Citando dados de relatórios científicos sobre as mudanças climáticas e a crise alimentar que se multiplicaram nos últimos anos, o texto destacou a insuficiência das políticas públicas implementadas.
“Nosso sistema econômico – dizia o manifesto – ainda não leva em consideração que os recursos naturais não são infinitos e que parte dos danos causados aos ecossistemas é irreversível, ignorando sua própria fragilidade diante dos problemas ambientais e do aumento das desigualdades sociais”.
“Nossos sistemas políticos, limitados pela luta de interesses contrapostos muitas vezes distantes do interesse geral, não propõem uma visão de longo prazo nem também tomam decisões ambiciosas para renovar a sociedade. Por fim, nosso sistema ideológico valoriza os comportamentos individualistas que buscam o benefício próprio e o consumo ilimitado, e nos leva a considerar como 'normais' aqueles modos de vida que estão longe de serem sustentáveis.
Os jovens disseram que estavam dispostos a se unirem. Os esforços individuais, escreveram, “por mais admiráveis que sejam”, “não são suficientes”, avisavam. “Como futuros trabalhadores, estamos prontos para sair de nossa zona de conforto e mudar profundamente a nossa sociedade”.
Marie Gillet foi uma das primeiras signatárias do manifesto. Formada pela AgroParisTech em 2018 (hoje ela tem 27 anos), lamenta não ter sido “tão corajosa” quanto seus colegas da atual geração de graduados que gritaram na cara das autoridades da escola tudo o que pensam sobre a formação que receberam.
“A cerimônia de formatura e entrega de diplomas é um momento bastante deprimente. As falas dos formandos são todas iguais, sem alcance crítico, e a escola destaca como a carreira aponta para trabalhar em start-ups, totalmente desconectadas dos desafios reais, da vida real”, disse esta semana ao jornal Libération.
Clément Choisne, formado por uma faculdade de agronomia da cidade de Nantes, disse ao mesmo jornal que quando era estudante acreditava em “soluções puramente tecnológicas. "Percebi rapidamente, assim que comecei a trabalhar, que os desafios eram mais políticos e sociais do que técnicos."

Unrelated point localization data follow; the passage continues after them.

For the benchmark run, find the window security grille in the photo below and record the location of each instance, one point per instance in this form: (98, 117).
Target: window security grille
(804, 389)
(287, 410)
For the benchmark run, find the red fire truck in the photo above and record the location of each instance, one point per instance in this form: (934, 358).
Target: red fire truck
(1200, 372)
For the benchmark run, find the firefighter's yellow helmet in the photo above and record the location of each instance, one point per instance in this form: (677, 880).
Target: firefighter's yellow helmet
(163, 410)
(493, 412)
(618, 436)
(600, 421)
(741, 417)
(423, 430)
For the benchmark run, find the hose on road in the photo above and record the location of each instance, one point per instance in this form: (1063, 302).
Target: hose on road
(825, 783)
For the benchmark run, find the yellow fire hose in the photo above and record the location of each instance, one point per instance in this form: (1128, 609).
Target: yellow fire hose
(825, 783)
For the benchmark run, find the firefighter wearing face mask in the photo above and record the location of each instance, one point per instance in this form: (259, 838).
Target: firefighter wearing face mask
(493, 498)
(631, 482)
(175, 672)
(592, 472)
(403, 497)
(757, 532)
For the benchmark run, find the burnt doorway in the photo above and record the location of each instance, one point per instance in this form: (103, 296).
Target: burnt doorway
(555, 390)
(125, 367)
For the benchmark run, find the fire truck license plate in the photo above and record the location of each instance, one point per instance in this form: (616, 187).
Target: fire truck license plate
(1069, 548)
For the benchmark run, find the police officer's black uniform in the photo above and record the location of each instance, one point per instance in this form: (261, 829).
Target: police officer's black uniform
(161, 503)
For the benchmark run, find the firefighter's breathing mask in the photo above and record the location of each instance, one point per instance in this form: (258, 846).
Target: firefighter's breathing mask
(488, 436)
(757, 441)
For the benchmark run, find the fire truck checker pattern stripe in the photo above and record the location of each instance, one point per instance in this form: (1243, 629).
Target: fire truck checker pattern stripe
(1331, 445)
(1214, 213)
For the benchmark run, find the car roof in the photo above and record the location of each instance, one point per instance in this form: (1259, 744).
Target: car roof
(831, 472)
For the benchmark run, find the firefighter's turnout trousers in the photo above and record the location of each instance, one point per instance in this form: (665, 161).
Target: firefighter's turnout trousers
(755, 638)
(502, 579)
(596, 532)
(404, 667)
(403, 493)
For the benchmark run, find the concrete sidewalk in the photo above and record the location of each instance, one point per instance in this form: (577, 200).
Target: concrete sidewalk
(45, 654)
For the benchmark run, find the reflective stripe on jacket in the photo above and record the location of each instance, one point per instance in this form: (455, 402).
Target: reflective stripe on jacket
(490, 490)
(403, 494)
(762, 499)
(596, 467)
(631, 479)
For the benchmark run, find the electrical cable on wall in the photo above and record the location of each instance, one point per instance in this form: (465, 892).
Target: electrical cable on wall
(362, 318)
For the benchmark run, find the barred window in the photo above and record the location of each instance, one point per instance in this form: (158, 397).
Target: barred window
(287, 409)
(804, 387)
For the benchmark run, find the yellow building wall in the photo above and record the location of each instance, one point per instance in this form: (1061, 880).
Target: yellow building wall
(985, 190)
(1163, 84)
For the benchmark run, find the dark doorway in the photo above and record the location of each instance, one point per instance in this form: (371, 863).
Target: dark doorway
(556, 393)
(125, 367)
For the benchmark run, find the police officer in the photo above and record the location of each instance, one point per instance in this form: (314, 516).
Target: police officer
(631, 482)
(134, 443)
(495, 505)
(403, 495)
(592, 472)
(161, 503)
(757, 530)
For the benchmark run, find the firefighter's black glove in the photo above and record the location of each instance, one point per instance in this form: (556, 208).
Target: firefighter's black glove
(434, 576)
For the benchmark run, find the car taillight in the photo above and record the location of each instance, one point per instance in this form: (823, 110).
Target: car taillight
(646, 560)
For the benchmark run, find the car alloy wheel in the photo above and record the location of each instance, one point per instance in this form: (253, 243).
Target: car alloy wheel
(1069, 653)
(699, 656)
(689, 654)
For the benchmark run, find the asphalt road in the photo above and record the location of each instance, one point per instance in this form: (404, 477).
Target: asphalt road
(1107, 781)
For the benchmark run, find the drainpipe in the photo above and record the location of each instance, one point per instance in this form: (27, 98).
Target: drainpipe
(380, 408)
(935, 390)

No final de abril Choisne estava entre os idealizadores do Observatório Pós-Crescimento e Decrescimento, que visa a reunir pesquisadores de diversas disciplinas que defendem "outra forma de olhar a economia e o desenvolvimento, completamente diferente do indicador tão deste mundo produtivista como é o Produto Interno Bruto”.
Tanto Chosine quanto Gillet consideram que o apelo dos formandos da AgroParisTech é um sintoma de que “o copo já transbordou” para a maioria dos estudantes de carreiras ligadas ao campo, ao meio ambiente ou à produção de alimentos.
Intelectuais como Edgar Morin ou François Gemenne têm se interessado por esse movimento, assim como grupos políticos de esquerda como o partido político França Insubmissa (La France insoumise) ou o Novo Partido Anticapitalista (Nouveau Parti Anticapitaliste), que algumas mídias ligadas a grandes empresas do setor ou à direita política aproveitaram para rotulá-los de “hippies varados” ou “cretinos úteis da esquerda radical”.
“Que queiram denegri-los não surpreende ninguém”, disse a ONG “Engenheiros Sem Fronteiras” (ESF). "As manifestações de ódio e desprezo vêm de um mundo ultrapassado que luta para manter seus privilégios e o status quo de alguns em detrimento da maioria."
Enquanto isso, o movimento continua agitando e multiplicam-se as discussões em seu seio sobre que sentido dar à sua "bifurcação".
“Não se sabe para onde vai, que profundidade crítica terá, mas estamos diante de um movimento de abrangência sem precedentes entre estudantes de engenharia de todas as disciplinas, especialmente daquelas ligadas às terras agrícolas”, comentou o sociólogo Antoine Bouzin.